Boris Kanzleiter beschäftigt sich in dieser Veröffentlichung, hervorgegangen aus seiner Berliner Dissertation, mit drei zentralen Frageschwerpunkten. Erstens, "wie sich die Studentenproteste in den Reform- und Krisenprozess in der SFRJ (Sozialistische Föderative Republik Jugoslawien) einfügten" (S. 19). Zweitens, "wie sich im relativ geschlossenen politischen Regime der SFRJ ein Netzwerk von
Bewegungsunternehmern konstituieren konnte und wie die Leitideologie der untersuchten Bewegung - die immanente Kritik an den sozialen und politischen Verhältnissen - an politischer Virulenz gewinnen konnte" (S. 20).

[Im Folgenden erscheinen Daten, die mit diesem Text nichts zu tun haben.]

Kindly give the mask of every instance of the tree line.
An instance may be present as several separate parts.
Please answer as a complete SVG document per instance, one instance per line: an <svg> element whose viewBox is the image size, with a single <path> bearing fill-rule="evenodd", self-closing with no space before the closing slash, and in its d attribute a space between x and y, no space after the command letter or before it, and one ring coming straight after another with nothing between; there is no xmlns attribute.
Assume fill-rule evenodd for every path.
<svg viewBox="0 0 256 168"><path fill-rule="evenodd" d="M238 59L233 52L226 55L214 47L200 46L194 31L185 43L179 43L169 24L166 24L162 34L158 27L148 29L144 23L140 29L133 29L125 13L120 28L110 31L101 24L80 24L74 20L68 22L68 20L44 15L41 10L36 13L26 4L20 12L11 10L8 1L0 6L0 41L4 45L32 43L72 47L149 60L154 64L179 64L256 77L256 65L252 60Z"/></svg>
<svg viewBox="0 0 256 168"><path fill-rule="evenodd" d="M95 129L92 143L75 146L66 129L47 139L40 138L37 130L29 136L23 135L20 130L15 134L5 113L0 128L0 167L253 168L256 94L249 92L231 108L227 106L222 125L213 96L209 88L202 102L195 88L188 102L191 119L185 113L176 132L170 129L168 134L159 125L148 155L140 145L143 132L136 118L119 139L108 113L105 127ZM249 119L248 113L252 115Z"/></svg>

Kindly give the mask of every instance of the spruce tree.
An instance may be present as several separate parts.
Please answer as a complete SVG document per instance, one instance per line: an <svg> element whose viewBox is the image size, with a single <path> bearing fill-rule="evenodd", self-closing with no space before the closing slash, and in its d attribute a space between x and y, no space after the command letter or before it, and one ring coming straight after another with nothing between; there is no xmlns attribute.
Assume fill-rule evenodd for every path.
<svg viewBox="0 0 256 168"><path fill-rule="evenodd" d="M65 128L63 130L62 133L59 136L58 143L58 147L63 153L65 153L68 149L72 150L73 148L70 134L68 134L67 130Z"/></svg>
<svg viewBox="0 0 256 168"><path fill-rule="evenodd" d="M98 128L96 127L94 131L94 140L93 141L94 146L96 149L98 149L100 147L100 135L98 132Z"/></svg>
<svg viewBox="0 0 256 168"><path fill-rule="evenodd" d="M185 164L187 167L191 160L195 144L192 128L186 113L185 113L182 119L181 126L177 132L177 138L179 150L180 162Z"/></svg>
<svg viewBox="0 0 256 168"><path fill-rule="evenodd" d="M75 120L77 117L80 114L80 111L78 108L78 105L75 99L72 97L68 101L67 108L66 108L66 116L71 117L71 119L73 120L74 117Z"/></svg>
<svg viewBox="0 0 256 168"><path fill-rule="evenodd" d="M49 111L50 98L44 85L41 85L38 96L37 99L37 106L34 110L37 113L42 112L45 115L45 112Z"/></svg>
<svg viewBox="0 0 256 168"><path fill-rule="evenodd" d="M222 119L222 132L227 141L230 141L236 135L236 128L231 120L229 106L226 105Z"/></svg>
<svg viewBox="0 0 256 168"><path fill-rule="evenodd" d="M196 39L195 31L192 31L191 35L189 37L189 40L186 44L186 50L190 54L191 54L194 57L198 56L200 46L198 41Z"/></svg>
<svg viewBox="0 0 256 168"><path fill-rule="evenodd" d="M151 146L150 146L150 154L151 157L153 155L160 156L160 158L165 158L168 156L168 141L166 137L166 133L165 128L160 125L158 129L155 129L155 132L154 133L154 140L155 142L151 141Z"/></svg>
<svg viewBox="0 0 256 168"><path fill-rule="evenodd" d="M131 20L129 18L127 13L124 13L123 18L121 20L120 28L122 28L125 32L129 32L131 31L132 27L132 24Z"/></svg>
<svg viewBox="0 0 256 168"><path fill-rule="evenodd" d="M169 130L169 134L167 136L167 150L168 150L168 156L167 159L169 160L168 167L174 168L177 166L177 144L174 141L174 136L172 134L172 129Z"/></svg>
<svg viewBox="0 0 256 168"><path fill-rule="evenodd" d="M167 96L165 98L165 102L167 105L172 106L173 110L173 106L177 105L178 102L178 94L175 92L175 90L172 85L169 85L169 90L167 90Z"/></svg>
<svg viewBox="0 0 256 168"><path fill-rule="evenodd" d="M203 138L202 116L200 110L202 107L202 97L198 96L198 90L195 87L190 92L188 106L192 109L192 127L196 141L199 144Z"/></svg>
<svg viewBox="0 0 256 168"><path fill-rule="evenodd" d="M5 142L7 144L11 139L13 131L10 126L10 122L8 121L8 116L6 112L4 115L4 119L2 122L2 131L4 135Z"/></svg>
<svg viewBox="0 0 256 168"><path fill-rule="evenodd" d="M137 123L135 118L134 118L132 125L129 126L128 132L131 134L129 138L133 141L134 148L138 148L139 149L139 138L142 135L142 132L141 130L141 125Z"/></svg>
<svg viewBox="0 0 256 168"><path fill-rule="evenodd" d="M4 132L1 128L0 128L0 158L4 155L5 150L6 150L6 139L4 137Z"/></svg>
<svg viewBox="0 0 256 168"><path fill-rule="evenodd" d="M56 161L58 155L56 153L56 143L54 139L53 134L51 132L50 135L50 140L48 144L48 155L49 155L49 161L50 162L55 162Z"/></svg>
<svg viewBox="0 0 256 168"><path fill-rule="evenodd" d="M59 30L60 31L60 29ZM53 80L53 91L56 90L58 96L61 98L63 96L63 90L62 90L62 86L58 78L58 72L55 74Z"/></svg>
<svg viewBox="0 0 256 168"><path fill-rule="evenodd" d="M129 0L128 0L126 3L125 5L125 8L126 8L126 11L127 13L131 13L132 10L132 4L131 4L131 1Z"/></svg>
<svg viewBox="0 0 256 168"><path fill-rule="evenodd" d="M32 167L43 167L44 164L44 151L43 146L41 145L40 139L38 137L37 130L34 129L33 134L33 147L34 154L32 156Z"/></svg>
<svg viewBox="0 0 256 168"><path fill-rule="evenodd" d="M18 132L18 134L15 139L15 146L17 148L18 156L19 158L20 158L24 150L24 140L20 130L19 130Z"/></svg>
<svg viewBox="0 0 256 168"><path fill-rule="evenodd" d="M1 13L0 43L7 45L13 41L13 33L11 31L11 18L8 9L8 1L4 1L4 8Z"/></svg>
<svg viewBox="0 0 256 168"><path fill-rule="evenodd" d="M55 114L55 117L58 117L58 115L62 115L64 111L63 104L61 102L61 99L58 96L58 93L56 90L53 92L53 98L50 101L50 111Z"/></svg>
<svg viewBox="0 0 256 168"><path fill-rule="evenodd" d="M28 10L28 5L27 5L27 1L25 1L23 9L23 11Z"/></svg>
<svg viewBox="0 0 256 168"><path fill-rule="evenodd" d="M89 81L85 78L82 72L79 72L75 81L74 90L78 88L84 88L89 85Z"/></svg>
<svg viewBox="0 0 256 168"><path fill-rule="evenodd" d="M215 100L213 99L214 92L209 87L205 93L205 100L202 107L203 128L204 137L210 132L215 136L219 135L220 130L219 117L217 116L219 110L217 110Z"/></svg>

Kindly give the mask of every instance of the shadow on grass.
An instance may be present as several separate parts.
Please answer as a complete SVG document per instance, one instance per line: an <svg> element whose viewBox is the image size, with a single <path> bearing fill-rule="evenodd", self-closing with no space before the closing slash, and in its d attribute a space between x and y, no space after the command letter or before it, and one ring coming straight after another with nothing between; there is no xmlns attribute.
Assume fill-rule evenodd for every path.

Drittens, wie die Protestbewegung "sich im Kontext der Krisen- und Reformphase in Jugoslawien selbst verortete, Probleme identifizierte und Forderungen zu deren Überwindung entwarf" (S. 22). Kanzleiters Arbeit fußt hierbei auf der umfangreichen Auswertung von Archivquellen, Zeitungen und Zeitschriften, Dokumentar- und Spielfilmen sowie Interviews. Einige selbst geführte Interviews des Autors sind bereits 2008 im Rahmen einer Textsammlung zu den Protesten erschienen.[1]"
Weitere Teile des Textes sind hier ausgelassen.